Saturday, May 7, 2016

Salutes and Semiotics

We earlier offered semiotic analyses of politically-tinged postures and gestures, in Europe

     La quenelle

and in the Middle East

     The Rabi`ah

And now such a controversy has flared up in the United States, specifically at West Point.   In a highly interesting and well-illustrated article in this morning’s New York Times,

we are invited to consider this graduation photo:

Now, as a non-veteran civilian, I shall have nothing at all to say about this Army-internal controversy, leaving that to the warfighters themselves.   But a word about the ambiguities of the symbolism.

The raised-fist gesture has been around a long time, appearing in a wide variety of contexts, though  in general  with a common theme of militancy.   I first encountered it personally in the late 1960’s, as part of the movement against the Vietnam War.  At the time, there were actually two raised-hand antiwar gestures.  The one more familiar to outsiders was that of a raised hand with two lifted fingers, the index and the medius (Pointer” and “Tall-man” as we called them in kindergarten -- O happy days!);  and that, to be sure, with the palm towards the onlooker; the same gesture with the onlooker facing the back of the hand, is not used in America, but is used in England, and means something quite different, and very very bad.  This gesture was often called the “Peace sign”;  it was the badge of the peacenik.  Although most of us who flashed the thing didn’t know it at the time, it was an odd choice for an antiwar symbol, since the same sign during the second World War was the “V for Victory” sign, universally known.   Well, autre temps, autre sémiotique.
The raised fist, in its beginnings, was subtley different:  it was the signature gesture, not of peaceniks, but of activists, militants, and had roots in the Communist movement (a fact probably unknown to most who came to use the gesture, simply for its jaunty sexiness).  In their purist form, the gestures meant respectively  “Bring the Boys Home” (a moderate slogan, suitable for patriots) and “Bring the War Home” (in the startling formulation of the Weathermen).

Back to the posed photograph.   Its evaluation, and the actions to be taken as a consequence, hinge crucially on the fact that these soldiers are in uniform;  that is the essential context, sine qua non. I know of people who have been stripped of their security clearances and even drummed out of the service, for having done something publically in uniform  which they would be perfectly at liberty to do in civvies. As such, it is a matter for the Army in general and West Point in particular;  for the rest of us, it is none of our affair.
But as semioticians, we may consider a bit.

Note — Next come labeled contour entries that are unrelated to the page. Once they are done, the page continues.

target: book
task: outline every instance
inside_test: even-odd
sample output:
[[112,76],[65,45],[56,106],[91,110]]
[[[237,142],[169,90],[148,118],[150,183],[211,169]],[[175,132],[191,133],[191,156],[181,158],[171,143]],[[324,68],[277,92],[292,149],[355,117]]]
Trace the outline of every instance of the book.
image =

The pose itself is striking -- and, to this observer, strikingly handsome, considered only as a tableau.   It calls to mind  such sculptural compositions as  this (from the Arc de Triomphe):

But more pertinently, we are dealing here, not with such stray, subjective associations, but with a context within a context, the larger context (as the article illustrates) being specifically a long-standing West Point tradition, exemplified by this, from 1884:

Thus, while the raised-fist motif (of ambiguous interpretation, now that the gesture has been so watered-down as to be exploited by pop stars) might or might not seem defiant or truculent (eye of the beholder),  it occurs in a framing that is in fact ultra-Army and ultra-traditionalist.  And quite possibly,  what was in the minds of these young women at the time  was not really that of insurrection (let alone Communist), but more along the lines of another Army tradition:  esprit de corps.

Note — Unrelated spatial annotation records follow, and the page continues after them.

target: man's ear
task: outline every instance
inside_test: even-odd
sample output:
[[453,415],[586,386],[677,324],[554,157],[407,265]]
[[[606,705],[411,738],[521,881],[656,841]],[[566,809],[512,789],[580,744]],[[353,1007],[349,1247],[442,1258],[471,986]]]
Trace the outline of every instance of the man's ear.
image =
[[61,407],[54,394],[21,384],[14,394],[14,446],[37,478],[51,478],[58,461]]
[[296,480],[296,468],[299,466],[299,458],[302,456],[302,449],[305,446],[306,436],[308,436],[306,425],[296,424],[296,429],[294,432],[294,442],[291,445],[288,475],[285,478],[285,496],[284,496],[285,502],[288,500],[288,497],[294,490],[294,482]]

[Aesthetic footnote]  The distaff composition actually seems quite a bit more "Hooah!" than that of the 19th century men.  The guys  towards the bottom  seem to have melted.

[Psychological footnote]  As a complete outsider to all this, what first struck me (and somewhat shocked me) about the picture, was not the fists, any minatory interpretation of which was at least partly neutralized by the merry grin on the woman stage-left, and the cocked-head dreamy half-smile of the woman at the opposite bannister (who resembles a -- white -- woman I work with).  Rather, it was the grey old-fashioned uniforms.  Had they dressed up as Confederates?  Surely not;  the article identifies the kit as “traditional gray dress uniforms”.   To contextualize adequately would require expert testimony;  you can’t just go by the sight of your eyes.


  1. Are you familiar with Italian finger-swearing? See numerous Youtube videos.